The short answer is they already do in some very big ways. As new web standards emerge, we see a continual need from our clients to include more and more visual elements. These changes are exciting and new and draw more and more traffic to their sites, which is good! More traffic can equate to more revenue. However, more imagery equates to bigger page sizes which can become big performance problems very quickly. Page performance effects revenue, plain and simple. Small sites, like AutoAnything, cut their load time in half, and saw revenue grow by 13 percent. Large sites, like Amazon have shown that for every 100 milliseconds of performance slowdown, they experience a 1 percent drop in revenue. This is especially true for mobile users. Large pages mean long load times and poor perceived performance. While that does mean big money for the mobile carriers who are all too eager to cash in on the data plans, it also means a lot of frustration for downstream mobile users which equates to less money for those sites as traffic is driven away by poor performance. Sites of the future will have all of the essential elements in-check, striking a good balance between stellar visual experience and high performance.

How will Komaya’s products and solutions be different five years from today?

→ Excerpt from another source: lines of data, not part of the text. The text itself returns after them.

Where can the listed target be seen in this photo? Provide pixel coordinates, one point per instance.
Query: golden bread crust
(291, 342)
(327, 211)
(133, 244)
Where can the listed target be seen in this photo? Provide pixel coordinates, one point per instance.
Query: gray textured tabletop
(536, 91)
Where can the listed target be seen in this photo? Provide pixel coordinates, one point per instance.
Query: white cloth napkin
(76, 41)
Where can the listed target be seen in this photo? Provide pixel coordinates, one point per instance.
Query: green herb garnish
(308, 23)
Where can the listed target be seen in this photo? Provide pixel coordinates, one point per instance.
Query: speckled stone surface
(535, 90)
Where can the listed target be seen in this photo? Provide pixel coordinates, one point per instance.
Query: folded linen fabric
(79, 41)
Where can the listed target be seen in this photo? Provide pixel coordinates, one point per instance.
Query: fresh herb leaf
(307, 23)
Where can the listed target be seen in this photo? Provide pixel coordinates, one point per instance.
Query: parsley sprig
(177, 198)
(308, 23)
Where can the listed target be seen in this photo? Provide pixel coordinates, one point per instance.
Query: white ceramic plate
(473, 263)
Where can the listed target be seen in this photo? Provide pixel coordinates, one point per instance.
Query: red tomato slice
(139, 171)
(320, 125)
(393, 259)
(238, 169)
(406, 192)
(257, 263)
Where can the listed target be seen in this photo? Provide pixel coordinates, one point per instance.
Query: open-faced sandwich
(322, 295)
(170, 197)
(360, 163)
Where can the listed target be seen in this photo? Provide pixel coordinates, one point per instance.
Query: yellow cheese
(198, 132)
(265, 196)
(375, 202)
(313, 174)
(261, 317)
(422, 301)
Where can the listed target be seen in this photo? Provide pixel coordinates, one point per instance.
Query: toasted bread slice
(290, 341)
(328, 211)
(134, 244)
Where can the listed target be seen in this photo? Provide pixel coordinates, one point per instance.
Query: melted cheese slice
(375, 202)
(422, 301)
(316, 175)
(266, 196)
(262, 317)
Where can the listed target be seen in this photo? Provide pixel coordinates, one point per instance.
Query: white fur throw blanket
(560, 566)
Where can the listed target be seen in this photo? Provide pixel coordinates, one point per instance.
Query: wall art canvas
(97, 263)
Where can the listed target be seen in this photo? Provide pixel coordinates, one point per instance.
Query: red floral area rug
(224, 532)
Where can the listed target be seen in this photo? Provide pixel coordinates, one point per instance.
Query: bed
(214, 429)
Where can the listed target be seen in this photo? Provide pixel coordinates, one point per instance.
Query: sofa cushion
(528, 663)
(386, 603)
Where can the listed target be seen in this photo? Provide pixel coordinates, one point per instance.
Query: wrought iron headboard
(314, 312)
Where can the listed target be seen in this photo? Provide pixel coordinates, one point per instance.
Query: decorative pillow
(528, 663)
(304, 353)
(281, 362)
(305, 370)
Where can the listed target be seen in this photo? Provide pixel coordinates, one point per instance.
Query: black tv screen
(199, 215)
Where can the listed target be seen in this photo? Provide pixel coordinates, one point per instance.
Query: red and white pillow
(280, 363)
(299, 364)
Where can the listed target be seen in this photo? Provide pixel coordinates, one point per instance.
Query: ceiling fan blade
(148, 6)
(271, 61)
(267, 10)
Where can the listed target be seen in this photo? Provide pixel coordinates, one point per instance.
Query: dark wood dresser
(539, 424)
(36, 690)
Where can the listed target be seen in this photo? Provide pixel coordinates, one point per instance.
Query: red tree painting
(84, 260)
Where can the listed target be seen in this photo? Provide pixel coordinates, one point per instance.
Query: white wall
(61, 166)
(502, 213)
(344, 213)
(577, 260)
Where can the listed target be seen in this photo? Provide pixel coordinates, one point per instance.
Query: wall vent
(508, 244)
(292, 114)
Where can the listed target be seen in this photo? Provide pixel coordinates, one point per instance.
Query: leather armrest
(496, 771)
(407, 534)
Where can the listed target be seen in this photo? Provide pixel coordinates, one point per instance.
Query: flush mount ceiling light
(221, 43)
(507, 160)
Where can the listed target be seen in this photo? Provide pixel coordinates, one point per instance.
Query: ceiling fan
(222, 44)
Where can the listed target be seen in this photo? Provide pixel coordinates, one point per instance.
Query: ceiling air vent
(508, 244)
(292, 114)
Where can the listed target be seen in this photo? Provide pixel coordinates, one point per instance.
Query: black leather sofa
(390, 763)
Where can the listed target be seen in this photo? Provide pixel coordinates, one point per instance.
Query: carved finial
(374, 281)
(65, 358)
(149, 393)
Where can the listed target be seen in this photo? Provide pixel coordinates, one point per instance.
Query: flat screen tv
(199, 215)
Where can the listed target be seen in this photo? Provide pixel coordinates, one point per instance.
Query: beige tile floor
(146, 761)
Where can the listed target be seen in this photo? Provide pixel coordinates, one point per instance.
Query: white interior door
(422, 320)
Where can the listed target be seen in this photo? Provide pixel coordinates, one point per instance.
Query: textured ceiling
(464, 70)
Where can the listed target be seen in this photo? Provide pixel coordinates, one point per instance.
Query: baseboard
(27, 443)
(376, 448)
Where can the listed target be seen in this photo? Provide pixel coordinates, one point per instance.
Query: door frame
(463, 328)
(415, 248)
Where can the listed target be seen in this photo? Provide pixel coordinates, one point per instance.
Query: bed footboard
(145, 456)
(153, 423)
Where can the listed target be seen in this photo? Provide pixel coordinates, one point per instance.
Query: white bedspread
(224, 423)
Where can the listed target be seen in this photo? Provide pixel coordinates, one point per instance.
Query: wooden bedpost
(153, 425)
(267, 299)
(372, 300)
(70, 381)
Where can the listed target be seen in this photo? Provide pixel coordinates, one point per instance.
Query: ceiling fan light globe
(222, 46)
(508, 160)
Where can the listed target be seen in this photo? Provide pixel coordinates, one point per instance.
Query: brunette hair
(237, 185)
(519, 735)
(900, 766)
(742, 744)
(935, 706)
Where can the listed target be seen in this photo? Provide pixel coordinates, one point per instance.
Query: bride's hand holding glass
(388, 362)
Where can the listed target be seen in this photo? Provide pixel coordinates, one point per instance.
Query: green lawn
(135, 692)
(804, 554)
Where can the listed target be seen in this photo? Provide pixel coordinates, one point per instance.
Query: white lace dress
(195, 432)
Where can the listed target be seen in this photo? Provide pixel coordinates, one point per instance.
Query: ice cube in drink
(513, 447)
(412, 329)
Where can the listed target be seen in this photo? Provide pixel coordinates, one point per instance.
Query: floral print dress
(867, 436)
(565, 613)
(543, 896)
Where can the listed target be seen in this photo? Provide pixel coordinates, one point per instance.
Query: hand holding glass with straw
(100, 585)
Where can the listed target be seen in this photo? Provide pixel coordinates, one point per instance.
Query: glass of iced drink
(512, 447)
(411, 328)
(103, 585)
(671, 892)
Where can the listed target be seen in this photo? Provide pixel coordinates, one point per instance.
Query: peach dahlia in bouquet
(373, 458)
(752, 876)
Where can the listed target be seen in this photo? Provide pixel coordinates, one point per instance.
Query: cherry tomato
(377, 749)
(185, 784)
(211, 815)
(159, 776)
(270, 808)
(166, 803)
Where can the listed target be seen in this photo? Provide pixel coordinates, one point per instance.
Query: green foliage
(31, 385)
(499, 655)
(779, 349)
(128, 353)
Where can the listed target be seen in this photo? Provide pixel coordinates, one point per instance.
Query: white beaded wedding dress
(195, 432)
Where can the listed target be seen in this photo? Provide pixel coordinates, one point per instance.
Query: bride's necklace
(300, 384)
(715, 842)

Current trends are pointing toward a world in which the web plays larger, more relevant and even strategic roles in everyday business. It’s no secret that web implementations are as varied as the sands in the Sahara. Today’s businesses are already seeing the need to expand their web presence to include social, marketing, and other such information. It’s not a big stretch to say that super visual, interactive, and data oriented sites will emerge as the new normal in the next couple of years. Those exciting new sites will have elements that mix state-of-the-art visualization with data that spans a variety of source systems, and languages, each tailored to the user’s expectations and experience. Yes, it’s apparent that the need for smarter, real-time, on-the-fly operations, data presentations, and visualizations becomes the new norm, even for smaller businesses in which staying alive and continuing to be competitive becomes paramount.
Komaya is gearing up to meet these challenges head-on. In fact over the next three to five years we’ll have sites that employ a wide variety of visualization and data technologies with incredible performance! We’ve got algorithms that interpret or infer what a users’ needs are and make requests to cache necessary data preemptively. I think that’s enough of a peak behind the curtain for now though.

What is the most exciting part of your job?

There are many exciting elements in what I consider my job. Not the least of which are the many opportunities I have to interact with our prospects and clients. I really do enjoy helping them realize their dreams and see their successes! A close second is the opportunity to interact and rub shoulders with some of the smartest developers in the world. There are so many opportunities in front of us. From technologies to explore and employ, to stale areas of web design ripe for innovation, there are far too many variables for things not to be constantly exciting and new around here. Our very existence depends on our ability to make our clients’ visions a reality. That means that things that seem impossible today, are the very things we’re toying with. The goal for all of us at Komaya is to make today’s impossibilities tomorrow’s possibilities and even realities. I believe that we will be a key player in revolutionizing the way we think about web solutions, their varied implementations, and much more. You see, it doesn’t really matter what’s impossible today. To quote Lewis Carroll’s Through the Looking Glass: “Why, sometimes I’ve believed as many as six impossible things before breakfast.”